Gensim - Creating a Dictionary


Advertisements

In last chapter where we discussed about vector and model, you got an idea about the dictionary. Here, we are going to discuss Dictionary object in a bit more detail.

What is Dictionary?

Before getting deep dive into the concept of dictionary, let’s understand some simple NLP concepts −

  • Token − A token means a ‘word’.

  • Document − A document refers to a sentence or paragraph.

  • Corpus − It refers to a collection of documents as a bag of words (BoW).

For all the documents, a corpus always contains each word’s token’s id along with its frequency count in the document.

Let’s move to the concept of dictionary in Gensim. For working on text documents, Gensim also requires the words, i.e. tokens to be converted to their unique ids. For achieving this, it gives us the facility of Dictionary object, which maps each word to their unique integer id. It does this by converting input text to the list of words and then pass it to the corpora.Dictionary() object.

Need of Dictionary

Now the question arises that what is actually the need of dictionary object and where it can be used? In Gensim, the dictionary object is used to create a bag of words (BoW) corpus which further used as the input to topic modelling and other models as well.

Forms of Text Inputs

There are three different forms of input text, we can provide to Gensim −

  • As the sentences stored in Python’s native list object (known as str in Python 3)

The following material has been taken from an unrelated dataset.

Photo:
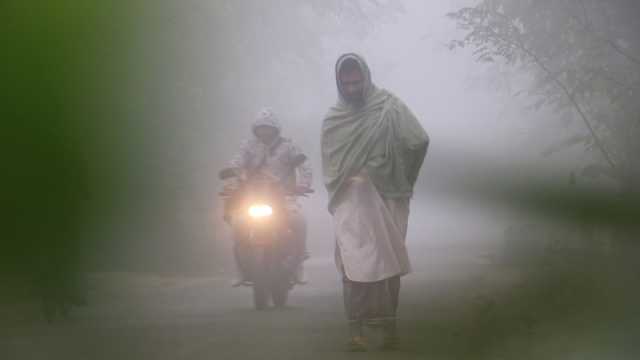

  • As one single text file (can be small or large one)

  • Multiple text files

Creating a Dictionary Using Gensim

As discussed, in Gensim, the dictionary contains the mapping of all words, a.k.a tokens to their unique integer id. We can create a dictionary from list of sentences, from one or more than one text files (text file containing multiple lines of text). So, first let’s start by creating dictionary using list of sentences.

From a List of Sentences

In the following example we will be creating dictionary from a list of sentences. When we have list of sentences or you can say multiple sentences, we must convert every sentence to a list of words and comprehensions is one of the very common ways to do this.

Implementation Example

First, import the required and necessary packages as follows −

import gensim
from gensim import corpora
from pprint import pprint

Next, make the comprehension list from list of sentences/document to use it creating the dictionary −

doc = [
   "CNTK formerly known as Computational Network Toolkit",
   "is a free easy-to-use open-source commercial-grade toolkit",
   "that enable us to train deep learning algorithms to learn like the human brain."
]

Next, we need to split the sentences into words. It is called tokenisation.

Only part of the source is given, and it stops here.